Mr Moedas, Mrs Pandor, esteemed holders past and present of the Prince Claus Chair, ladies and gentlemen,
A very warm welcome to you all, also on behalf of my mother-in-law. Together, we are celebrating the 15th anniversary of the Prince Claus Chair in Development and Equity. Fifteen years in which my father-in-law’s legacy has served as an inspiration.
My father-in-law’s ideas were not rooted in abstract theory and ideology. They originated from his social involvement and his insight into human nature as well as his personal experience in Africa and other parts of the world. He had a natural understanding of how people interact and of how progress comes about. The key question is not: ‘how can we work out clever solutions?’ But: ‘how can we help to find solutions that are embedded in the community?’
Thirty years ago, when he received an Honorary Doctorate from the Institute of Social Studies, he made this perfectly clear.
He said: “It is better to have a project that is technically only 80 % successful but completely integrated in the local environment and thus sustainable, than one that scores 100 % in technical terms but which one knows for certain will not be sustainable once our own experts actually withdraw.”
The true essence of the Prince Claus Chair is to gain deeper insight into the driving forces behind development and equitable growth. This is of course a joint effort. We can create more leverage by combining a wide range of cultural and academic traditions. We want economic development to include everyone, and we need academics from all backgrounds to make this possible.
During the past fifteen years, we have welcomed sixteen esteemed chair holders. Ten women and six men… There is no gender bias in the Prince Claus Chair.
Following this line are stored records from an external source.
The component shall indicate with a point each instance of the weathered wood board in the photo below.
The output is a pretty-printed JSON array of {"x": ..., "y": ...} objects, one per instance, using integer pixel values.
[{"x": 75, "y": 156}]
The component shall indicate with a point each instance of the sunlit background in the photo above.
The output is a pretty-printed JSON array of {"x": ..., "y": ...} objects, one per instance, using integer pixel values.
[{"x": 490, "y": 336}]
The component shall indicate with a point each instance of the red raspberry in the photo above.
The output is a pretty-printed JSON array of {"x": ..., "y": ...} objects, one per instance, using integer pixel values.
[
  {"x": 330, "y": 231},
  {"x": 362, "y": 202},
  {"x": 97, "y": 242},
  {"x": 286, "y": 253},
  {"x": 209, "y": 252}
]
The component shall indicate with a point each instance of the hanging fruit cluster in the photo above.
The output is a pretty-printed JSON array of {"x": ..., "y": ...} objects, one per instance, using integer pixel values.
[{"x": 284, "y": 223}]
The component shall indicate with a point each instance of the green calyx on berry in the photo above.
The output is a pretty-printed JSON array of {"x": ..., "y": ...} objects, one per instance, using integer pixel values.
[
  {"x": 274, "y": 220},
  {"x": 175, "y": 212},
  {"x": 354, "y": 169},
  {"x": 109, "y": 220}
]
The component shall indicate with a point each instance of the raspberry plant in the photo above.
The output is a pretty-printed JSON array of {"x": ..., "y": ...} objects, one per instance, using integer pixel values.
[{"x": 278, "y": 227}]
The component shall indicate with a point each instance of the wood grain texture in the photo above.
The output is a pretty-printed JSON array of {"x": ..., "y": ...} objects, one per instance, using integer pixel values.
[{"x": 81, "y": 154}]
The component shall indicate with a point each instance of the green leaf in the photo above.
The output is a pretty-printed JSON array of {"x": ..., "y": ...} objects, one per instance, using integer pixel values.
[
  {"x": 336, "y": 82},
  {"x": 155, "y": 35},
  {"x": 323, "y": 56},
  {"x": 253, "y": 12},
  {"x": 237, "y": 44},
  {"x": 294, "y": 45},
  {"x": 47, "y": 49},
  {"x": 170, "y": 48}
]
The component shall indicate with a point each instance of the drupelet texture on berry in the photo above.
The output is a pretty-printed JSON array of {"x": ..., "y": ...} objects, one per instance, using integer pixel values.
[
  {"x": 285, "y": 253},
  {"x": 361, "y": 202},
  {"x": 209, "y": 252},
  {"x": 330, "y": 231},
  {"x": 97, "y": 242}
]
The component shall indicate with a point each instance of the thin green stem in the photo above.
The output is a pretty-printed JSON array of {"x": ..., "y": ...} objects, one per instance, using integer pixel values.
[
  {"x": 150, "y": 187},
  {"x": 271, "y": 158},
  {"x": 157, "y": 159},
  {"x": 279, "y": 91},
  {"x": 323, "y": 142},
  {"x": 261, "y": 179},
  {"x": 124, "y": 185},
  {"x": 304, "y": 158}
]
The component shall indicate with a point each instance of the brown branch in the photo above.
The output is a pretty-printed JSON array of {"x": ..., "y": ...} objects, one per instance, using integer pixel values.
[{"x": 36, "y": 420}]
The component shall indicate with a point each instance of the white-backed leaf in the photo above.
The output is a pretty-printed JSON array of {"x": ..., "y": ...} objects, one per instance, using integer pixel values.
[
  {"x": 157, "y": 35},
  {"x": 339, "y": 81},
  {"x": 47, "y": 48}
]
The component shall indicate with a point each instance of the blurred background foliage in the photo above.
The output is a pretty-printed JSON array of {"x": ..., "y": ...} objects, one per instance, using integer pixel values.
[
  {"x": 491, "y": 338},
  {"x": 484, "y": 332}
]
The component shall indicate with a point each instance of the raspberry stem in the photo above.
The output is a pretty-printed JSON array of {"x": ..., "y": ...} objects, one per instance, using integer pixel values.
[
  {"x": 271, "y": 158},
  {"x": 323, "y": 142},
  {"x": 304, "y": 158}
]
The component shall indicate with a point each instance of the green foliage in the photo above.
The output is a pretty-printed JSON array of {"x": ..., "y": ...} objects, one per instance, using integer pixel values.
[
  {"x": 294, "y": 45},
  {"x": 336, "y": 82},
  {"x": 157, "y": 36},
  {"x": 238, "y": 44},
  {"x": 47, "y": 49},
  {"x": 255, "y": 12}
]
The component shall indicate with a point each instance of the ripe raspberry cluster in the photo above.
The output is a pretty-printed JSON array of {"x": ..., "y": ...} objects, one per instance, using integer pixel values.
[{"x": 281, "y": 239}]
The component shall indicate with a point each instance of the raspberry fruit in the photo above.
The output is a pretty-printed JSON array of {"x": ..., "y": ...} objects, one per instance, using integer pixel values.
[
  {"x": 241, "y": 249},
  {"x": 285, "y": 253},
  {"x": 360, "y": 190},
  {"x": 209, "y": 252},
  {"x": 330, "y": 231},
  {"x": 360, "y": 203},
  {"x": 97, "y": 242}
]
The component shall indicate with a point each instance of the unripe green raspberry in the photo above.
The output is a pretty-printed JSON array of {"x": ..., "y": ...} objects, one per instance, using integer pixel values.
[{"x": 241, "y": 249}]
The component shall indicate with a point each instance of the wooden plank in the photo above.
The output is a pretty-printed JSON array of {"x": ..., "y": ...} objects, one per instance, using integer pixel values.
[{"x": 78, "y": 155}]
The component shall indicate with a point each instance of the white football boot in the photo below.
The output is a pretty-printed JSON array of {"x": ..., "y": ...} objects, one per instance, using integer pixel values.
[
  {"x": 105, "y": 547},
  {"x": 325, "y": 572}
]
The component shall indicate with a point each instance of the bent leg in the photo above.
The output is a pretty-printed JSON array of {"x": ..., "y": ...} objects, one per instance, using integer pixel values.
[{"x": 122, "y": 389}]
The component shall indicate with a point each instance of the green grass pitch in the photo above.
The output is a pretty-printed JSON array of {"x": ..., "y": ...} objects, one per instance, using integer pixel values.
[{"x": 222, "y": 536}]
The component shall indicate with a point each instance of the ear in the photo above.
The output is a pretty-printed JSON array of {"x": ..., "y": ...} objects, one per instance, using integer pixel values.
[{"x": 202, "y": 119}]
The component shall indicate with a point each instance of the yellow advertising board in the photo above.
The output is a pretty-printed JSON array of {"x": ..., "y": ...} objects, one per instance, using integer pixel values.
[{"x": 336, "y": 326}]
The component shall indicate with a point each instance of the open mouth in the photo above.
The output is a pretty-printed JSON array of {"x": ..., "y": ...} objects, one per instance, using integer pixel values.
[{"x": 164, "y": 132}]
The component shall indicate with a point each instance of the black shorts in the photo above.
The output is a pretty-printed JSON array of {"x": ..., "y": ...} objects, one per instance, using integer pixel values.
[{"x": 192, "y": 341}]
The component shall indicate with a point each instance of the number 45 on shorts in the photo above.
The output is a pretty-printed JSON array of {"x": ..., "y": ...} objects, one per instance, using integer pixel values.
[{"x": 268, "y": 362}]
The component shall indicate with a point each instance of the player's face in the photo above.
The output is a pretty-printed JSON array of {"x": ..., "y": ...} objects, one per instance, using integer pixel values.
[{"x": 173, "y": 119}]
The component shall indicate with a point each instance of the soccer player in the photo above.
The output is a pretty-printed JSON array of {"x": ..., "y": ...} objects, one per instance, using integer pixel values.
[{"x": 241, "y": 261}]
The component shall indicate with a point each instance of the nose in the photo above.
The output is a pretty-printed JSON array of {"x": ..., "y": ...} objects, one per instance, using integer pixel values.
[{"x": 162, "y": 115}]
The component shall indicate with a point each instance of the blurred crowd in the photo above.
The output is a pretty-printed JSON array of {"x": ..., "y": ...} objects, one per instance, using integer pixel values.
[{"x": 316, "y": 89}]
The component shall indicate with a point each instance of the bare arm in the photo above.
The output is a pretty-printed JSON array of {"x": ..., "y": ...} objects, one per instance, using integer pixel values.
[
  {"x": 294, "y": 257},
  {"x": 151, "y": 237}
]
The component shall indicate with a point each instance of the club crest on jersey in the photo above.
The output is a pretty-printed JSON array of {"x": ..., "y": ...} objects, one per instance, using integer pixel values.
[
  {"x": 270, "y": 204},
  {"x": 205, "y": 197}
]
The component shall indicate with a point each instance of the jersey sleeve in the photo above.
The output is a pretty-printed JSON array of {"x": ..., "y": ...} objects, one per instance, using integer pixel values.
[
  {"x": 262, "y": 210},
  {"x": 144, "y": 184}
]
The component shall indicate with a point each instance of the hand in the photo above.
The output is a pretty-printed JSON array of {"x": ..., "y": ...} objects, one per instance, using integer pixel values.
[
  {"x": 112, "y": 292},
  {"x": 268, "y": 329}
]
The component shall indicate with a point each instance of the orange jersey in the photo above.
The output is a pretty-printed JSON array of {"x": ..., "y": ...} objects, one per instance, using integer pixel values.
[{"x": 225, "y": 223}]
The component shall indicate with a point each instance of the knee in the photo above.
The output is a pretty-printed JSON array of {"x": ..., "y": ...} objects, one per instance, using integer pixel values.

But what we can say with certainty is that women play a vital role in the development and dissemination of knowledge on inclusive growth.
What is so special about the Prince Claus Chair, is that it doesn’t approach the issue of development and equity from one specific point of view. Rather, it has a history of ‘embracing’ development, examining it from all sides.
Economics, culture, public health, business, education, innovation, law, human rights, security, natural environment and climate change, these are all relevant factors. Successive Chair holders from Africa, Asia, Latin-America, the Middle East and Europe have conducted important research in all of these fields. Their work is extremely meaningful as all countries have pledged to take ownership of the UN Sustainable Development Goals. Goal 10 in particular: ‘Reduce Inequality’, forms the heart of the Prince Claus Chair.
What unites all of the Chair holders is their commitment to the creation of favourable conditions for development and increased equity. In the end, it is the development impact that counts.
In my work for the UN, I have seen what development impact looks like in people’s lives.
A smallholder farmer in Vietnam being able to expand his enterprise.
A mother in rural West Java managing to save just enough money to send her daughter to school.
A family in Lagos, Nigeria, getting access to health insurance for the very first time.
These ‘small steps’ can make all the difference to people and communities everywhere.
We need research and data to understand what the impact of development is and to show us the way forward. That is why we need academics with a keen eye for the strengths of local communities and an open mind to co-operation across borders. During the past fifteen years, the Prince Claus Chair holders have been offering just that.
As your patron, it fills me with gratitude that we have created such a unique and dynamic platform for the exchange of knowledge and experience. A platform that brings together brilliant minds from many countries and backgrounds. There is so much that we can learn from each other.
This anniversary event offers an excellent opportunity to consider our plans and our ambitions for the next few years. How do we involve young people in the debate on development and equity? Are we really taking all relevant perspectives into account? How do we make sure that there is enough synergy between academic research and actual practice? How do we make sure that lessons are being learned and solutions are being implemented? These are some of the important questions with which we will engage in the course of today’s seminar.
I would like to thank the University of Utrecht and the International Institute of Social Studies of Erasmus University Rotterdam for their support during the past fifteen years. I would also like to thank the Chair of the Curatorium, Louise Gunning, and the other members of the Curatorium of the Prince Claus Chair for their tremendous energy and drive in promoting the work of young academics and in bringing people together to make the most of opportunities. I am confident that your joint efforts to advance research in the field of development and equity will be productive for many years to come.